When George Vanderbilt moved into Biltmore – the largest home in America at 178,000 square feet – one newspaper in 1899 wondered what the point was.
The goals of the country's richest during the Gilded Age, it said, seemed to be "devoting themselves to pleasure regardless of expense." But often they got the reverse: "Devotion to expense regardless of pleasure.
George didn't spend much time in the 250-room mansion which, by the time he died, had nearly bankrupted him.
Twenty years before Biltmore was constructed, the New York Daily Tribune wrote that "The Vanderbilt money is certainly bringing no happiness to its present claimants."
Money buys happiness in the same way drugs bring pleasure: Incredible if done right, dangerous if used to mask a weakness, and disastrous when no amount is enough.
The highest forms of wealth are measured differently.
A few stick out:
Five-year-old Franklin Roosevelt complained that his life was dictated by rules. So his mother gave him a day free of structure – he could do whatever he pleased. Sara Roosevelt wrote in her diary that day: "Quite of his own accord, he went contently back to his routine."
There's a difference between working hard because you want to and working hard because someone else told you you had to, and how to do it, and when to do it. Even if you're doing the same work, the independence of doing it on your own terms changes everything in the same way that sleeping in a tent is fun when you're camping but miserable when you're homeless.
To me, the highest form of wealth is controlling your time.
Wealth can lead to time independence, but it's never assured. It can be the opposite, as whatever created the wealth – whether a company or an inheritance – creates a claim on your time in equal proportion to its financial reward. A great number of CEOs fall into this category: They have an abundance of wealth and not a moment of free time or scheduling control even when it's desired, which is its own form of poverty.
Charlie Munger summed it up: "I did not intend to get rich. I just wanted to get independent." It's a wonderful goal, and harder to measure than net worth.
There's a scene in the documentary The Queen of Versailles when the son of a man whose ability to make money was exceeded only by his desire to spend it, causing a family fortune to shrivel near the edge of bankruptcy:
On my wedding day my father gave a speech, and he looked at my wife and he said, "You will never have anything to worry about in your life."

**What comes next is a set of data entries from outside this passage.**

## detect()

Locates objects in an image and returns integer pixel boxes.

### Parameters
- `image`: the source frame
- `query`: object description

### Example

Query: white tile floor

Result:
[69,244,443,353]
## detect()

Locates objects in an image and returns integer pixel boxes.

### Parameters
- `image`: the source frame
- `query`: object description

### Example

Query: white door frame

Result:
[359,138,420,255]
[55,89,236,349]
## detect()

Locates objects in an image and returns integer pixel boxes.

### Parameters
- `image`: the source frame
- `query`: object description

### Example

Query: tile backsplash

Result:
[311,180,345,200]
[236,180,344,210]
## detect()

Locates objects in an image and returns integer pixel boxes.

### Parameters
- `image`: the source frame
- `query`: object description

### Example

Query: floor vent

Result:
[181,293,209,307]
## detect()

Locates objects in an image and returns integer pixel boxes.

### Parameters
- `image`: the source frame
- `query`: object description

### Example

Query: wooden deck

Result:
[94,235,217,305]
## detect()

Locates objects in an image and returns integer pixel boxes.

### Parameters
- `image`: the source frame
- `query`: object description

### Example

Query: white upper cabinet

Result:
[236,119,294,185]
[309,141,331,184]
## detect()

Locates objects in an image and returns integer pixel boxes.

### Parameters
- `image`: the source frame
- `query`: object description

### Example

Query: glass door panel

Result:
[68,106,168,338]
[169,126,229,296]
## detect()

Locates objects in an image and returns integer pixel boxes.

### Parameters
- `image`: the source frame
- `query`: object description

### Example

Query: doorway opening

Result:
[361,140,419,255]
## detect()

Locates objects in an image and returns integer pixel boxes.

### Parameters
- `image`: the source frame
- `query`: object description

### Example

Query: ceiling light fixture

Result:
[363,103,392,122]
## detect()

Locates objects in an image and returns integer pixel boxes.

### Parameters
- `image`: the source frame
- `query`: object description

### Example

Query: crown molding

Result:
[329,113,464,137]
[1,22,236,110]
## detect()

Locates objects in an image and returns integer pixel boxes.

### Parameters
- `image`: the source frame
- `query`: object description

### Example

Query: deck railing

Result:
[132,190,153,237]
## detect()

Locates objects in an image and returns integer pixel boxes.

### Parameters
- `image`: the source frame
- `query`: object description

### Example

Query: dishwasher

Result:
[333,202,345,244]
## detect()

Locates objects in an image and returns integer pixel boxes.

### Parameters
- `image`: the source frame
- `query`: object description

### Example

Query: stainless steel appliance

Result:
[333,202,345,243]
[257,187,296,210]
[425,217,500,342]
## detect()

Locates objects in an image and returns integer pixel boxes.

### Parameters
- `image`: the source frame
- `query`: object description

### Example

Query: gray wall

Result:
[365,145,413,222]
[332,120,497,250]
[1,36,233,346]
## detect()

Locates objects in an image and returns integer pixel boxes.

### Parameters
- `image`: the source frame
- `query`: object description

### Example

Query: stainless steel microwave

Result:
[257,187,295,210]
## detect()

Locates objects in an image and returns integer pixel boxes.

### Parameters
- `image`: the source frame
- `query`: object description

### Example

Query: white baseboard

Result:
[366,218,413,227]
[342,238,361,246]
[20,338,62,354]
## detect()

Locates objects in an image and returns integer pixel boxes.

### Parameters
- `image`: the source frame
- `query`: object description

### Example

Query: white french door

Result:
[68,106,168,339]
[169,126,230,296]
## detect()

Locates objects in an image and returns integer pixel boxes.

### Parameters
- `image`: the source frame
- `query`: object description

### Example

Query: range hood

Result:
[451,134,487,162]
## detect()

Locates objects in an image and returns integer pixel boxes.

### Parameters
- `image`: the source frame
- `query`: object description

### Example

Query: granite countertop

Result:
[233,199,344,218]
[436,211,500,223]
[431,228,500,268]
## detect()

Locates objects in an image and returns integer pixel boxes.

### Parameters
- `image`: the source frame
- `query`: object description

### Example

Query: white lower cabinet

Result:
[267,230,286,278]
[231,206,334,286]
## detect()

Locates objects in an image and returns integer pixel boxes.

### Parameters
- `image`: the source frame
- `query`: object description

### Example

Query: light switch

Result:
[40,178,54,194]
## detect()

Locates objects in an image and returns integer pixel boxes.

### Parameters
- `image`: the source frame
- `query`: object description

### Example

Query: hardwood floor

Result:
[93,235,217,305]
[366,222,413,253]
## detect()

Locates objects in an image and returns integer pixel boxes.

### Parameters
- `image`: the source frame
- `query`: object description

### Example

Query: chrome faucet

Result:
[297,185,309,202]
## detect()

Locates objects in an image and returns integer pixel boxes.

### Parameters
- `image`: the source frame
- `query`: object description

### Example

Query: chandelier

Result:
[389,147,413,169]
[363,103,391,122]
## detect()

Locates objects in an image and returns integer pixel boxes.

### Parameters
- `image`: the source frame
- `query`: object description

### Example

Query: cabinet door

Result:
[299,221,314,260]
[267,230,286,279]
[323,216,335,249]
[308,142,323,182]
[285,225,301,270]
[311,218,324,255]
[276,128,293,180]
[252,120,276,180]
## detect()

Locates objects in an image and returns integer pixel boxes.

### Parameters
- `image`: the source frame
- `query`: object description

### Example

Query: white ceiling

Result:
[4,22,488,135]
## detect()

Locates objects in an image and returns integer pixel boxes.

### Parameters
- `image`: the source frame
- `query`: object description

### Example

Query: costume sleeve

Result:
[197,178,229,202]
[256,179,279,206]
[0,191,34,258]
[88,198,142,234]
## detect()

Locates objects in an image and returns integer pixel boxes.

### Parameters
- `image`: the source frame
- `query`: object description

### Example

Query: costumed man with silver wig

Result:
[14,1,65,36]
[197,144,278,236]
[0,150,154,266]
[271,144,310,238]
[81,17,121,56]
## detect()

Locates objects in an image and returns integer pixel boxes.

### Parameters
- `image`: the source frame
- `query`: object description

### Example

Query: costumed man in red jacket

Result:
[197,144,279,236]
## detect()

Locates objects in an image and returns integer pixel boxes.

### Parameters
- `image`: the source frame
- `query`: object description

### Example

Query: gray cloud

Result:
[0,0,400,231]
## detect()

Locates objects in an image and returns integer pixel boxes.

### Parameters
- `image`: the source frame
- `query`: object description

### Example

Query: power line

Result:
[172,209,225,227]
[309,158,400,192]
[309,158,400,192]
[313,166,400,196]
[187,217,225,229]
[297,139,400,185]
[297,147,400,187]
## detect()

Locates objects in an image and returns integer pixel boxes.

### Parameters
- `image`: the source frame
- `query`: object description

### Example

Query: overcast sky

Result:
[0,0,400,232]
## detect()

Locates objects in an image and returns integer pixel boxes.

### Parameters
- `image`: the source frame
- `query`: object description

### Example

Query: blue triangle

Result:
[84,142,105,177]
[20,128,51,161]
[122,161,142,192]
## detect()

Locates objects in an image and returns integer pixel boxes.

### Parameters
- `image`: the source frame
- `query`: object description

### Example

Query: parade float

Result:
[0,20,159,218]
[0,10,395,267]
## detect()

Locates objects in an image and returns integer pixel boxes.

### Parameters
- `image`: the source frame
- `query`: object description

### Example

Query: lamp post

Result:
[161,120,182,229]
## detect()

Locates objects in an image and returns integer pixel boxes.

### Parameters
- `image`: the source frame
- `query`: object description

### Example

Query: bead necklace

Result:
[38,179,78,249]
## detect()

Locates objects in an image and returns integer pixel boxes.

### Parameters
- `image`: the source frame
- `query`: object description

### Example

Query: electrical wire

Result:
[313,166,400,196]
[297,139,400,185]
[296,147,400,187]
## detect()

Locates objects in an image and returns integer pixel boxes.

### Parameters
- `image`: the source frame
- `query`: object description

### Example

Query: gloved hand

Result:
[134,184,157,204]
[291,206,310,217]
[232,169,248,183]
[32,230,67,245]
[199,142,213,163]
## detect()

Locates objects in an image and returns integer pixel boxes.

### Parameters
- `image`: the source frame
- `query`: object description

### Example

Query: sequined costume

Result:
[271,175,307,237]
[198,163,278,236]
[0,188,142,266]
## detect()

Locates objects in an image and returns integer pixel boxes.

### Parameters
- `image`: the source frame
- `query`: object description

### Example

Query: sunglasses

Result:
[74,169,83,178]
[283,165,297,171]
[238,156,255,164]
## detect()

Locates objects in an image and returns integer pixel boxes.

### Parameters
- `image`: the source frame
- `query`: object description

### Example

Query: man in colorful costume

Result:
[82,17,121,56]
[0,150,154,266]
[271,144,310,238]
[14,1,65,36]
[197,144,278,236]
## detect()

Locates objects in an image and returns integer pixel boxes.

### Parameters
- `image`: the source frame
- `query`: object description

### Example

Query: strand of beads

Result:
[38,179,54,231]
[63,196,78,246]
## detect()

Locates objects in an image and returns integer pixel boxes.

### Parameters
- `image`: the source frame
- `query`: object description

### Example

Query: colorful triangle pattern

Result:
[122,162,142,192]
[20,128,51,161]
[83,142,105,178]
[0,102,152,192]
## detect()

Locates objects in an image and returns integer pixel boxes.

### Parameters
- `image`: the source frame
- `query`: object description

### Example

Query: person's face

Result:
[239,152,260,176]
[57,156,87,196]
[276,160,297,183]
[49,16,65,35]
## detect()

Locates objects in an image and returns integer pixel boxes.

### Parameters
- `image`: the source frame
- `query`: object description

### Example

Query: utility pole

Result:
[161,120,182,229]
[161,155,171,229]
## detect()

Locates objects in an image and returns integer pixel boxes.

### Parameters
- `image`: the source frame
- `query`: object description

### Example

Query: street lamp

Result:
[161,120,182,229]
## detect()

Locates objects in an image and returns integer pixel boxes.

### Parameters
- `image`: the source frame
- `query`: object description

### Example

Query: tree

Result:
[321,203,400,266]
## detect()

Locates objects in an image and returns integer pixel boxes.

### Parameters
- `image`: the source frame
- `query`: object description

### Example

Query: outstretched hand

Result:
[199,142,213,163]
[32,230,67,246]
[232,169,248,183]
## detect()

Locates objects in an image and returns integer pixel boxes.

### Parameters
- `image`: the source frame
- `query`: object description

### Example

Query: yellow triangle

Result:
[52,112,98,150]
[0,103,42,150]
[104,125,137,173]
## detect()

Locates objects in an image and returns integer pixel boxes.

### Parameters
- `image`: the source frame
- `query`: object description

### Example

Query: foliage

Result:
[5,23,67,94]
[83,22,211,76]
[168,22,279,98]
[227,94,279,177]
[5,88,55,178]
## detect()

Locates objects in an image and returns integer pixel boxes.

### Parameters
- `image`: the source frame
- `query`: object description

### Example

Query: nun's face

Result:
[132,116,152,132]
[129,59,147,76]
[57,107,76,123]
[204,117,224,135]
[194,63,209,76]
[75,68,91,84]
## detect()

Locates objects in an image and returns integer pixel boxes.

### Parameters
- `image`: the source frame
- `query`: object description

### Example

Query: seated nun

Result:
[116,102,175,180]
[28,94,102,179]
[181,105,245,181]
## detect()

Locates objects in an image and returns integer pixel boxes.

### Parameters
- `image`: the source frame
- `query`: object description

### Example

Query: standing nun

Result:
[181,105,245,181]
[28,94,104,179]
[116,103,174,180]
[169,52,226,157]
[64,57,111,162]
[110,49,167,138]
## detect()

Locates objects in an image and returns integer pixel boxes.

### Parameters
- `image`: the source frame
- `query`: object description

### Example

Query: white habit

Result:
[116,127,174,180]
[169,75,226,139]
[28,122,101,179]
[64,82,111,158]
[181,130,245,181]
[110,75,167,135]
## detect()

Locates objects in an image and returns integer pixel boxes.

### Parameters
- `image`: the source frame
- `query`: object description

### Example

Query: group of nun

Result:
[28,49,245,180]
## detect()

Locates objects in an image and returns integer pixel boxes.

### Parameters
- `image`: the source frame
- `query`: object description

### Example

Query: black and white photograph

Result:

But now we worry every day.
A high form of wealth is avoiding that mess. And it isn't necessarily tied to how much money you have.
Keep two things in mind:
Desiring money beyond what you need to be happy is just an accounting hobby.
How much money people need to be happy is driven more by expectations than income.
A thing I've noticed over the years is that some of the wealthiest people think about money all the time – which is obvious, because it's causation. But it's an important observation because most people, despite aspiring to become one of the wealthiest, actually want something different: the ability to not have to think about money.
It's a different skill, but it's powerful when you make it work. A person whose expectations relative to income are calibrated so they don't even have to think about money has a higher form of wealth than someone with more money who's constantly thinking about making the numbers work.
This includes: Being able to say, "I don't know" when you don't know. Being able to speak critical truths about your industry without fear of retribution. The ability to make reasonable mistakes, and be open about them, without excessive worry. And not pretending to look busy to justify your salary.
There are high-paying careers that allow all those things. But there are so many that don't, and a lot of what people pass off as "hard work" and "grinding" is just finding ways to bury the truth. A job that lets you be open and honest pays a bonus that's hard to measure.